A neighbourhood with broken windows and graffiti on the walls says: look how easy it is to break a window here, and add graffiti too. It’s OK, come on, you too can do this! We all have experienced degrees of this somewhere. Littering is the same. If there is rubbish on the floor, you can throw rubbish here too…You may choose not to, but others may.
The way this problem has traditionally been tackled, in many places, is through punishment: we will find you and will fine you. Legions of law enforcement people would be needed. And it has been tried, not surprisingly, to minor affect.

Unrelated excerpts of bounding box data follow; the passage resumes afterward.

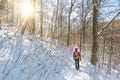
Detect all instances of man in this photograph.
[73,48,81,70]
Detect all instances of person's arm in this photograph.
[79,52,81,60]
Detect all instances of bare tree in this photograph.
[91,0,98,65]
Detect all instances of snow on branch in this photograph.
[97,12,120,36]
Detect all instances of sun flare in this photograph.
[21,2,33,17]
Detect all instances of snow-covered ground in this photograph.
[0,28,120,80]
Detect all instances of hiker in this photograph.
[73,48,81,70]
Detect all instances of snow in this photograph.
[0,28,120,80]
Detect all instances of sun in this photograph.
[21,2,33,17]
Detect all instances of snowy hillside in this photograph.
[0,28,120,80]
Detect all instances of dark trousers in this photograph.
[75,59,79,70]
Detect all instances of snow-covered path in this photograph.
[0,28,120,80]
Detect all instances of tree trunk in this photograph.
[91,0,98,65]
[67,0,76,46]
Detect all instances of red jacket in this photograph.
[73,51,81,60]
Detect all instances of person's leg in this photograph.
[77,59,79,69]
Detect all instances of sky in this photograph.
[0,24,120,80]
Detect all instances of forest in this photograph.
[0,0,120,79]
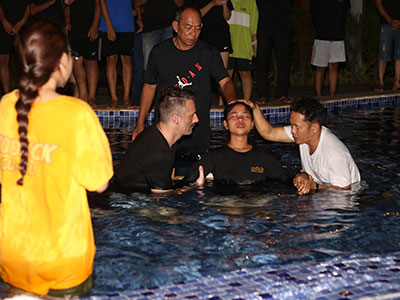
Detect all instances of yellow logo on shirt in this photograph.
[250,166,264,174]
[0,135,59,175]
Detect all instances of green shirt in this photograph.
[228,0,258,60]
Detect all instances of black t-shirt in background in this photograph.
[0,0,28,25]
[145,39,228,153]
[70,0,95,30]
[310,0,350,41]
[142,0,177,32]
[29,0,65,28]
[379,0,400,24]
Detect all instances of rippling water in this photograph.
[88,108,400,294]
[0,108,400,295]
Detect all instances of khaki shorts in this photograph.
[311,40,346,67]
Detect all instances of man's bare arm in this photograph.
[219,77,236,104]
[132,83,157,141]
[238,99,293,143]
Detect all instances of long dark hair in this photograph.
[15,20,69,185]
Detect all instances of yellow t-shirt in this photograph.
[0,91,113,294]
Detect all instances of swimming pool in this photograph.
[0,94,400,299]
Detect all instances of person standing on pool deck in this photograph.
[115,85,199,192]
[0,20,113,297]
[244,98,361,194]
[132,6,236,158]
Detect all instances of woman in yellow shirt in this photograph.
[0,20,113,296]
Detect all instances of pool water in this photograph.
[86,108,400,295]
[0,107,400,298]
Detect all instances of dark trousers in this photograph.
[256,25,292,99]
[131,33,144,105]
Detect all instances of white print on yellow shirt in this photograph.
[0,135,59,175]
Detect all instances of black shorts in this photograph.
[99,31,135,57]
[228,57,255,71]
[0,29,15,54]
[68,27,99,60]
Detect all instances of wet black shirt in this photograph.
[115,125,175,190]
[310,0,350,41]
[184,145,294,185]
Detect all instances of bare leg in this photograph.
[315,67,326,97]
[121,55,132,107]
[228,69,235,79]
[121,55,132,107]
[239,71,253,100]
[84,59,99,106]
[329,63,339,96]
[106,54,118,107]
[393,60,400,90]
[0,54,11,94]
[74,56,88,101]
[218,52,229,106]
[378,60,386,88]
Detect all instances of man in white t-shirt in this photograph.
[245,98,361,194]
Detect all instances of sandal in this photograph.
[278,96,293,104]
[374,84,385,92]
[88,100,97,108]
[109,99,118,108]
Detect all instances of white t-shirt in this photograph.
[284,126,361,187]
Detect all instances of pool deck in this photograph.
[85,252,400,300]
[96,84,400,110]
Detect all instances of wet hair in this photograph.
[175,4,201,23]
[15,20,69,185]
[291,98,327,126]
[159,84,195,123]
[224,102,253,121]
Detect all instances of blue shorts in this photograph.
[378,24,400,61]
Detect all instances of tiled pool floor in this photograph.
[86,93,400,300]
[87,252,400,300]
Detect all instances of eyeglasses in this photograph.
[66,50,79,60]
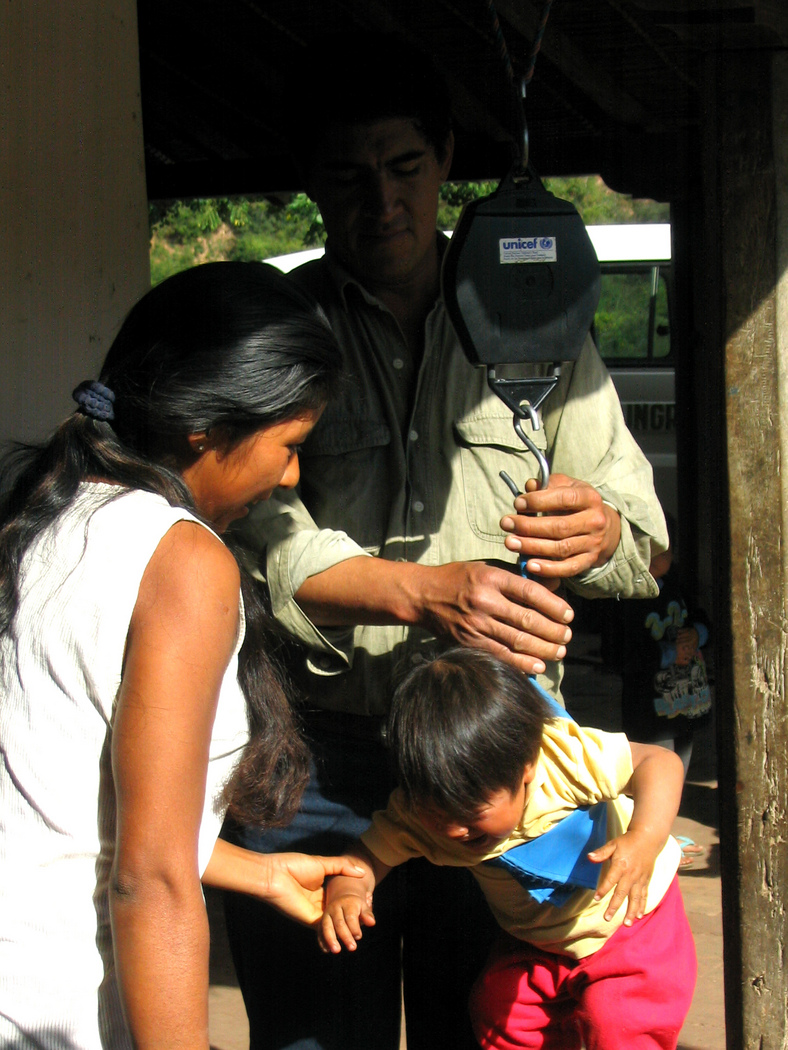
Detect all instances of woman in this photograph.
[0,264,361,1050]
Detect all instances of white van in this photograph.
[266,223,678,515]
[587,223,678,525]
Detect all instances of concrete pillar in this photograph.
[0,0,150,440]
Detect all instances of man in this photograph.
[228,32,666,1050]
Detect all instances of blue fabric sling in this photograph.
[483,679,607,907]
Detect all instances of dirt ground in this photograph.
[206,635,725,1050]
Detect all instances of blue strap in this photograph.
[484,802,607,906]
[483,678,607,906]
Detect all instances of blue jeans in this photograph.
[225,715,496,1050]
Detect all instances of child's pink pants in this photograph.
[471,879,698,1050]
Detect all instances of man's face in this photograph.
[309,118,453,288]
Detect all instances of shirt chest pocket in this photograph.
[299,418,392,553]
[454,414,547,541]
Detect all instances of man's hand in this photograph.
[501,474,621,579]
[418,562,574,674]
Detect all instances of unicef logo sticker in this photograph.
[498,236,557,263]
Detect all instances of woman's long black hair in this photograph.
[0,263,340,825]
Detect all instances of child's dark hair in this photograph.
[388,648,551,818]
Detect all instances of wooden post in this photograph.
[714,45,788,1050]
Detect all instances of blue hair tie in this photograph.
[71,379,115,422]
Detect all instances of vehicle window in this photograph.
[595,266,670,364]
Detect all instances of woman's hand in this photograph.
[588,831,664,926]
[203,839,365,926]
[317,886,375,954]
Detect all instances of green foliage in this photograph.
[544,175,670,226]
[149,175,668,285]
[149,193,326,285]
[594,272,670,361]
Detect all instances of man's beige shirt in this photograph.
[239,243,667,714]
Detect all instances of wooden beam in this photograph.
[496,0,650,125]
[714,53,788,1050]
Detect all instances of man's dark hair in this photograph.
[388,648,551,819]
[290,33,452,171]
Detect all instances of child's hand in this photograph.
[588,828,664,926]
[317,889,375,954]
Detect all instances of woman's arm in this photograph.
[109,522,240,1050]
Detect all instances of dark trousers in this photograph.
[220,715,497,1050]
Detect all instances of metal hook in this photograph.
[515,410,549,488]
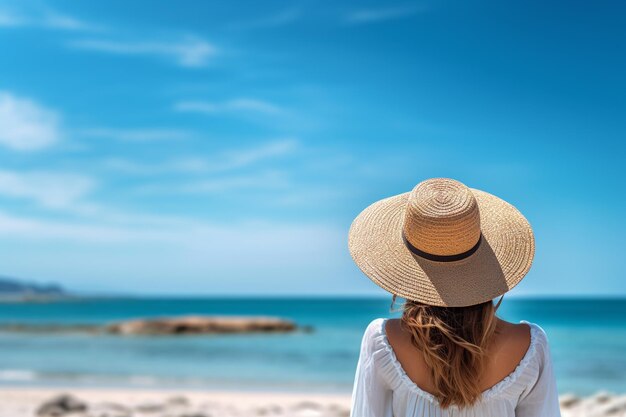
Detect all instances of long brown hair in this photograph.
[394,297,502,408]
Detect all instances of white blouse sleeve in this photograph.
[350,319,393,417]
[515,326,561,417]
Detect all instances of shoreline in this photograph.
[0,386,626,417]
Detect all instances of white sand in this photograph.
[0,388,350,417]
[0,388,626,417]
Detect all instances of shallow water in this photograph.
[0,298,626,394]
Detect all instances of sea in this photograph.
[0,298,626,395]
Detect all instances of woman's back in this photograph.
[385,319,531,393]
[351,319,560,417]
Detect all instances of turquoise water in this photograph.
[0,298,626,394]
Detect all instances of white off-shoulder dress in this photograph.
[350,319,561,417]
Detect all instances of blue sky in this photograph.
[0,0,626,295]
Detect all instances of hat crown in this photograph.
[403,178,480,256]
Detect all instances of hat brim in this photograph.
[348,189,535,307]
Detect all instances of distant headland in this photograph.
[0,276,70,302]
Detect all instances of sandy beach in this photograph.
[0,388,626,417]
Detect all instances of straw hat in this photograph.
[348,178,535,307]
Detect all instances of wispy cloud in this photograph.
[69,36,217,67]
[174,98,283,114]
[0,170,95,209]
[77,128,194,142]
[346,5,422,24]
[0,91,61,151]
[136,170,290,194]
[104,138,298,175]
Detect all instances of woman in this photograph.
[349,178,560,417]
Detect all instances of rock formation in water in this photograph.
[105,316,297,335]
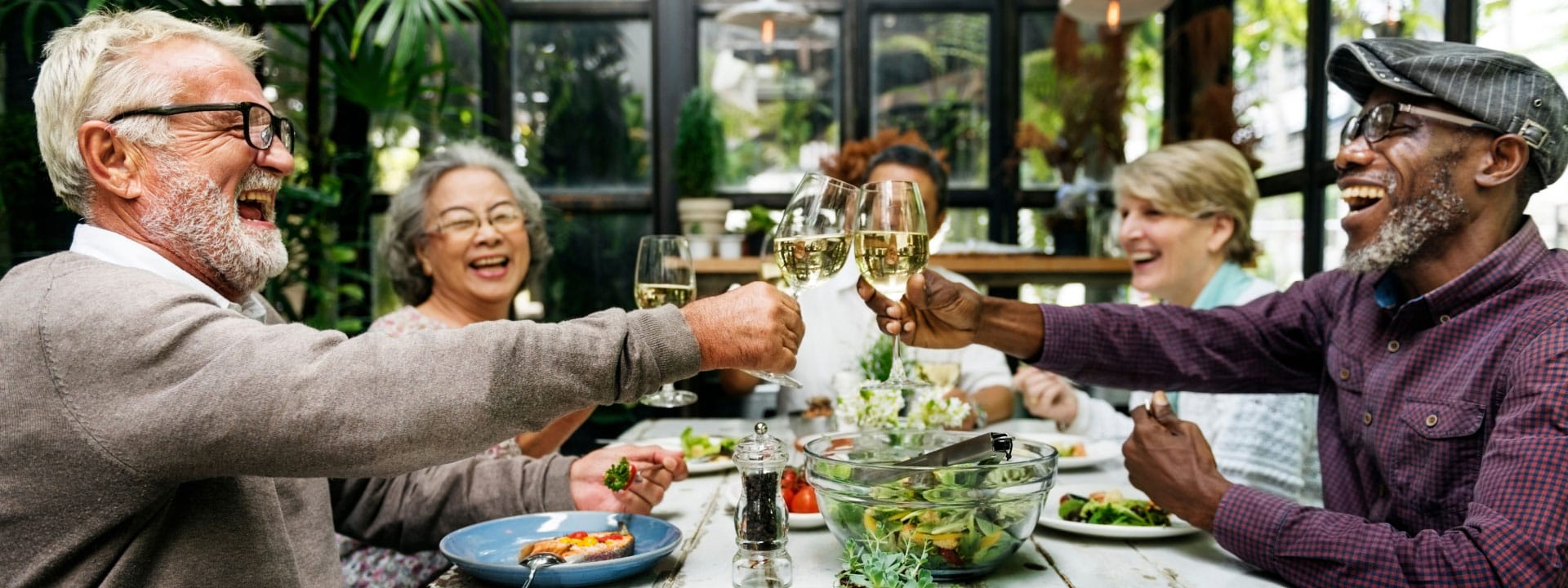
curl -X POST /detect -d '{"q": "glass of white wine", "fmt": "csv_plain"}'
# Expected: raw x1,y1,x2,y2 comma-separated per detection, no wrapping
746,174,861,387
634,235,696,408
854,180,930,387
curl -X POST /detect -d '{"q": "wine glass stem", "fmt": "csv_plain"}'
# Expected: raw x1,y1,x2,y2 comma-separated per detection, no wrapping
888,336,910,382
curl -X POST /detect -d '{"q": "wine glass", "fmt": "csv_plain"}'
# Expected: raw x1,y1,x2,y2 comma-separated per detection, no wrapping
854,180,930,387
746,174,859,387
634,235,696,408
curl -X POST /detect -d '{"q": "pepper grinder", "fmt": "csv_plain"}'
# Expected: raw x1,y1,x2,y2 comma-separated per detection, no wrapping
729,421,795,588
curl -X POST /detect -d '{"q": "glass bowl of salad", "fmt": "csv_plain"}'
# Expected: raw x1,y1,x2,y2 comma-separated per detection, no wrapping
804,430,1057,581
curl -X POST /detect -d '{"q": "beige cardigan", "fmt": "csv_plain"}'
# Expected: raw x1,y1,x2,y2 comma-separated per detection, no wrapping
0,252,699,586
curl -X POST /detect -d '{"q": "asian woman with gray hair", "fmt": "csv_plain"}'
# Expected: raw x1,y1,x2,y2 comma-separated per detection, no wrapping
339,143,593,586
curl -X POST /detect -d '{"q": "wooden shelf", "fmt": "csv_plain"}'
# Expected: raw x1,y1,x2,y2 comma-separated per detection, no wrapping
696,254,1130,293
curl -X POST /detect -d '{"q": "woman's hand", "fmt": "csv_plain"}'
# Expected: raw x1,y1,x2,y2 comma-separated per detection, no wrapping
1013,365,1077,428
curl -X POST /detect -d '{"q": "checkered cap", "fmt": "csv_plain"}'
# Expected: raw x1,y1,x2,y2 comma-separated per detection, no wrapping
1328,38,1568,192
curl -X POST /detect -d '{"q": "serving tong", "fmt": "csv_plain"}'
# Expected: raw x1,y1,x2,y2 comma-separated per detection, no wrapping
858,433,1013,486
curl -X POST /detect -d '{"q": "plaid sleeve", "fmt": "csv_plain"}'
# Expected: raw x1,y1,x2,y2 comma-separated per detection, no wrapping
1027,274,1343,392
1214,323,1568,586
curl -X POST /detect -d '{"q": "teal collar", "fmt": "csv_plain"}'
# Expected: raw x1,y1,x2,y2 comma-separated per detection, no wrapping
1192,262,1251,309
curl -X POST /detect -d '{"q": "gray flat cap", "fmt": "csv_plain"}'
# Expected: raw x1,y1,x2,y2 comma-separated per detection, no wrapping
1328,38,1568,194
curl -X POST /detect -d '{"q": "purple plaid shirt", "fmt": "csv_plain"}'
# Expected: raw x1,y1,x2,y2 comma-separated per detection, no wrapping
1036,223,1568,586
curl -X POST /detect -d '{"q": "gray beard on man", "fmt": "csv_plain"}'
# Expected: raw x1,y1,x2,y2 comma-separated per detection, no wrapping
1339,149,1469,273
143,158,288,293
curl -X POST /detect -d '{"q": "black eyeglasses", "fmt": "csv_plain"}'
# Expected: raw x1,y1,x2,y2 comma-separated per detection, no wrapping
1339,102,1507,147
108,102,293,154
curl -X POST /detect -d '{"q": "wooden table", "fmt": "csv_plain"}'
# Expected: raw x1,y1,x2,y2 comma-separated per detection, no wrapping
436,419,1283,588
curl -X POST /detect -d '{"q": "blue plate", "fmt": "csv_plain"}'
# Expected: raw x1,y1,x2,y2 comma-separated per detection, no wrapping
441,511,680,586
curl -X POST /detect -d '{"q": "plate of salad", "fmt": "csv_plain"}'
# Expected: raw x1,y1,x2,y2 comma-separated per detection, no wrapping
1013,433,1121,470
608,426,738,475
1040,484,1201,539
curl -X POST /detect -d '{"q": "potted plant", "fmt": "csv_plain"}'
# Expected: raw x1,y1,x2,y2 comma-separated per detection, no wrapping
740,204,777,256
675,88,731,242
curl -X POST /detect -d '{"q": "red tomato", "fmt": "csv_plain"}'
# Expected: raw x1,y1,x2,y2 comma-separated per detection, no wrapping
789,486,820,514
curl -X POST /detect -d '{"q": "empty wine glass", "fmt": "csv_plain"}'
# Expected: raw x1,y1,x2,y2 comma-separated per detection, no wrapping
634,235,696,408
854,180,930,387
746,174,859,387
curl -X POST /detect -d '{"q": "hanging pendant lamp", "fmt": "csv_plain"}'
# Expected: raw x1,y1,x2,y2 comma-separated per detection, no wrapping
1062,0,1171,29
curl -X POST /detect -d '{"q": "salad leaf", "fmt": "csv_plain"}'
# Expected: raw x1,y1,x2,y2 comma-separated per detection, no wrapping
604,457,637,492
680,426,735,461
1057,491,1171,527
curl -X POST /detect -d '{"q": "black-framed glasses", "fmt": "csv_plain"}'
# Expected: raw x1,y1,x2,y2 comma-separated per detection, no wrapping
430,203,528,240
1339,102,1507,147
108,102,293,154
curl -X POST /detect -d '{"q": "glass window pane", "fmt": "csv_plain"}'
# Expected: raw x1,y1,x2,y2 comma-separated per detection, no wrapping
262,24,323,158
699,16,839,193
511,20,654,188
1476,0,1568,247
871,12,991,188
931,207,991,252
1253,193,1302,288
1231,0,1307,177
1018,12,1165,189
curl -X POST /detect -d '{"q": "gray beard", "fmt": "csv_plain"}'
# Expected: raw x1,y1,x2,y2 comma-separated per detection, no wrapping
141,158,288,293
1341,150,1469,273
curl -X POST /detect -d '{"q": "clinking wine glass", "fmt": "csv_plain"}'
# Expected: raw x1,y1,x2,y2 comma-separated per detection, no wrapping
854,180,930,387
634,235,696,408
746,174,859,389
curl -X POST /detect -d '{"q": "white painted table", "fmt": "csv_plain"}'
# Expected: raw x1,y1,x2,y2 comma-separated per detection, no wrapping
438,419,1283,588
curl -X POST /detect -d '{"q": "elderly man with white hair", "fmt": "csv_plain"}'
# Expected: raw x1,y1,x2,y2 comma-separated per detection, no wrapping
0,11,803,586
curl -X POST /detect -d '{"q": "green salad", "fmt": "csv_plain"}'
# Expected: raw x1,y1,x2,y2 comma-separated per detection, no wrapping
818,464,1040,569
1057,491,1171,527
680,426,735,461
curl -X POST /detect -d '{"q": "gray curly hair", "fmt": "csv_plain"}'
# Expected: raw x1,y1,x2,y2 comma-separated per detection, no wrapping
381,143,552,304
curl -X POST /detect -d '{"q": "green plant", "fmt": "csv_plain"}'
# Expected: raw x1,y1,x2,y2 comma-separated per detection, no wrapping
675,88,724,198
740,204,777,235
839,539,936,588
858,337,914,381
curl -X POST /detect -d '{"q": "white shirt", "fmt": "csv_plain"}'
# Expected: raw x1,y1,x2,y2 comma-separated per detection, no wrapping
777,264,1013,414
70,225,266,320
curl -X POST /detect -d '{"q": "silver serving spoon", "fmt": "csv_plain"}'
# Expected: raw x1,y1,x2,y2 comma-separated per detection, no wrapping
519,552,566,588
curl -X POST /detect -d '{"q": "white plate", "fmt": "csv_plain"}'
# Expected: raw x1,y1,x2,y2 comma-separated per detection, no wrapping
724,477,828,530
1040,484,1201,539
1013,433,1121,470
610,434,735,475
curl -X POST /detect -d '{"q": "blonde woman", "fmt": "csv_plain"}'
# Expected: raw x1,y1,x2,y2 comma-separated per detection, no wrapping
1014,140,1322,505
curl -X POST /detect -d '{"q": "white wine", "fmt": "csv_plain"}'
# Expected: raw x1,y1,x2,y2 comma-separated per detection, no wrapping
773,234,850,290
637,284,696,309
854,230,931,300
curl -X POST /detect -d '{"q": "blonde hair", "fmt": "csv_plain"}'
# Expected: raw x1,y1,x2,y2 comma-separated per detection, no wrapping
1111,140,1259,265
33,10,266,218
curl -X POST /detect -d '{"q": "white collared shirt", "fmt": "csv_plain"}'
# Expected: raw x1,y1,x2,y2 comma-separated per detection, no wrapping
777,262,1013,414
70,223,266,320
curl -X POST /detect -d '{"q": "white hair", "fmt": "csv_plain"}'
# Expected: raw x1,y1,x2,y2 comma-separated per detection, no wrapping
33,10,266,218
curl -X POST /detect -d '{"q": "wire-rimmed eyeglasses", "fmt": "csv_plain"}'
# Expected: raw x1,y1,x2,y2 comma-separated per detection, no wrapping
108,102,295,154
1339,102,1507,147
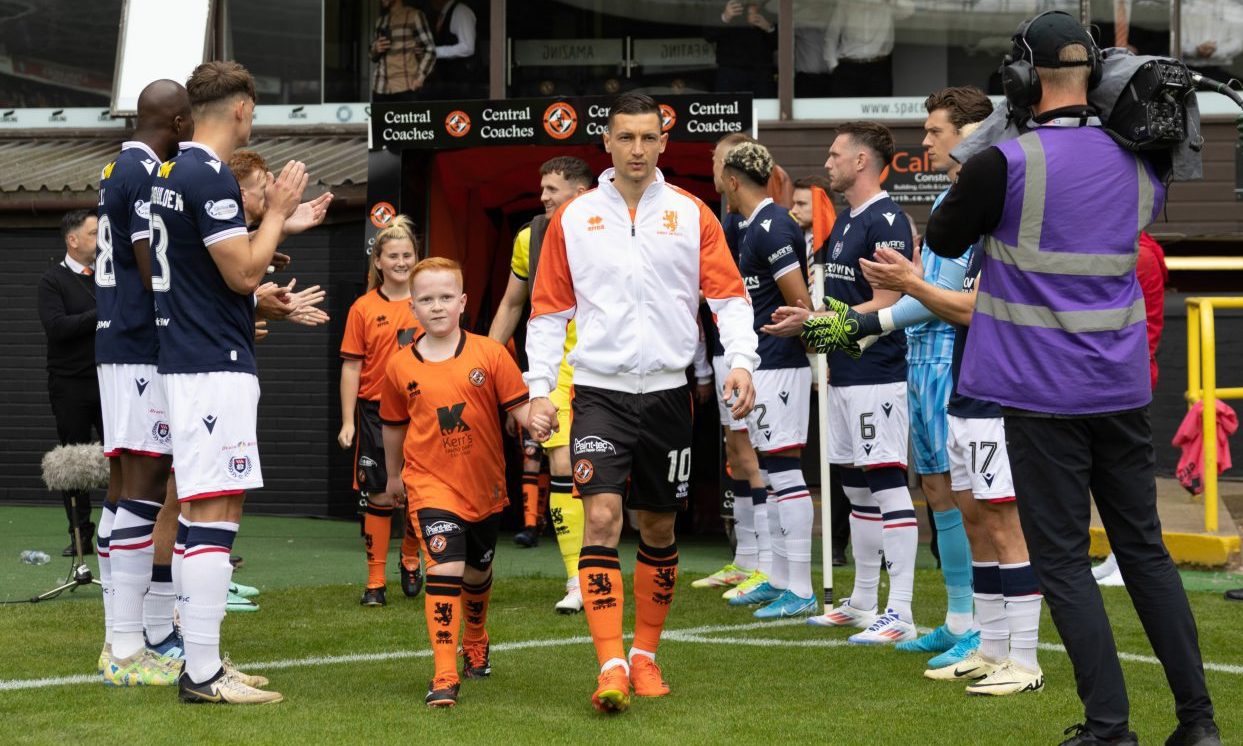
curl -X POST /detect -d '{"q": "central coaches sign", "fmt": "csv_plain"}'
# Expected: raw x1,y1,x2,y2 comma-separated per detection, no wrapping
372,93,752,150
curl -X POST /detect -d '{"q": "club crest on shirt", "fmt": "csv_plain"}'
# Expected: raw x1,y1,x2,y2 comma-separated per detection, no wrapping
660,210,677,235
226,456,255,479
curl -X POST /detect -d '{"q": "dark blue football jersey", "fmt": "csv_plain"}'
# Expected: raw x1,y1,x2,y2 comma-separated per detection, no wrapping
712,213,746,357
738,199,808,371
94,142,159,366
150,143,256,373
946,244,1002,419
824,191,914,385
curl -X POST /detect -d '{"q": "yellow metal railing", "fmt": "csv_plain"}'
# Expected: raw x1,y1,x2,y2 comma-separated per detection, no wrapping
1186,297,1243,533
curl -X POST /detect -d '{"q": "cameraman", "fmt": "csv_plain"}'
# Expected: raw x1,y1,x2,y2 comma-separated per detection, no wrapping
927,11,1221,746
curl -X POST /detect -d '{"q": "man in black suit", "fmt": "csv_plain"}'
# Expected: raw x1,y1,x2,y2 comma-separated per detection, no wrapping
39,210,103,557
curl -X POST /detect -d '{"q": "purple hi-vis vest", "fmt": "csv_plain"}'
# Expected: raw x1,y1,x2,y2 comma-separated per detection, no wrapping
958,127,1165,415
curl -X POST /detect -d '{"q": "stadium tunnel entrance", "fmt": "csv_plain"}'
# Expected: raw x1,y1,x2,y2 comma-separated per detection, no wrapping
365,94,755,532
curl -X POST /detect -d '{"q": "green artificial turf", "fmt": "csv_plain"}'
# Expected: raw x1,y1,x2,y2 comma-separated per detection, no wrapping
0,509,1243,746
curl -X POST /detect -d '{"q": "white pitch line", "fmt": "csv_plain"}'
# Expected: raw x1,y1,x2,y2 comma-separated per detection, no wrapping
0,619,1243,691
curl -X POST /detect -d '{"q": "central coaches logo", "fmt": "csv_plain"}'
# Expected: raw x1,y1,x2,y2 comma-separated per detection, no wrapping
660,103,677,132
368,203,397,230
574,435,618,455
436,402,470,435
445,109,470,137
543,101,578,139
227,456,255,479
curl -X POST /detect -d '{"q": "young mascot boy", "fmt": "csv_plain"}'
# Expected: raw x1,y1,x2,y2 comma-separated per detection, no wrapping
380,257,552,707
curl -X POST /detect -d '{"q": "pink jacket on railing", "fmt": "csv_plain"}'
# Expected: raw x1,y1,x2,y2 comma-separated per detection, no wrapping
1173,399,1239,495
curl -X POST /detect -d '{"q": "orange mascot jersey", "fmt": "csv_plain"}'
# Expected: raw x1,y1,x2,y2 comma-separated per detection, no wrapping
341,287,421,402
380,331,527,522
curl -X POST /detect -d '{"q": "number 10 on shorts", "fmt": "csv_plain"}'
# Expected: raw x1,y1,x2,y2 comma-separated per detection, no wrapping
665,448,691,484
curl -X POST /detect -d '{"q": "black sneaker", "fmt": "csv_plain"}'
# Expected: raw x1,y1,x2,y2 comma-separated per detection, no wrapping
462,640,492,679
398,562,423,598
1060,722,1140,746
1166,720,1222,746
423,679,461,707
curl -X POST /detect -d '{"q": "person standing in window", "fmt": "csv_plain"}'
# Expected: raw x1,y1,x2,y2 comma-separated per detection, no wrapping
372,0,436,102
824,0,915,96
428,0,480,101
704,0,777,98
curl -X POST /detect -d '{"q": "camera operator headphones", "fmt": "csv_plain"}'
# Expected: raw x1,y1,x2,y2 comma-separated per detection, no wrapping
999,10,1104,109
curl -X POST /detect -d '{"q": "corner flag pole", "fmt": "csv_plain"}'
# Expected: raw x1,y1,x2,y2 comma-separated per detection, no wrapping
812,264,833,613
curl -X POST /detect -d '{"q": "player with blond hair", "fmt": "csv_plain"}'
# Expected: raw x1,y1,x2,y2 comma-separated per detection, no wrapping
337,215,423,607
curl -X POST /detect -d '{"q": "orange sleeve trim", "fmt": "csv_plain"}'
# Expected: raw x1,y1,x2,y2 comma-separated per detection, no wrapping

At some point, a little Copernican revolution in behavioural terms took place. New York was one of these. Instead of deploying resources to find the perpetrators (and continue to find windows broken and graffiti on the walls and subways), the authorities diverted resource to fixing the windows and cleaning graffiti (notably on the New York subway). And they did this faster than the perpetrators could imagine.
In my trade, in behavioural terms, we would say they removed the reinforcement. Since any behaviour (good or bad) stays there because it is reinforced, removing the visibility of the action (the train that has been cleaned overnight, the wall that is now white, the broken window that has now been replaced, and, will continue to be fixed/cleaned faster than you can break or paint …) defeats the purpose of the perpetrators. It was a resounding success!
I have applied the concept of Broken Windows to organizations for many years. I have seen other people using it more recently. In our Reboot! Accelerator, I describe it like this: ‘Broken windows’ in an organization are things (processes, routines, ways of doing things…) which are progressively ‘going down-hill’ without too much attention. For example, decisions may be made but progressively not followed up, or action plans after meetings generated but more and more people don’t read them, or ‘requests for input’ sent but progressively less and less people bother to respond. They may not be ‘terrible problems’ by themselves, but their lack of follow up, or implementation, or response (turning a blind eye) ‘says’ that it is OK to break not just a window, but more windows. Soon, the whole building could be vandalised’
I’m sure you can create your own list. Well, imagine if you apply New York techniques. It should be clear what to do.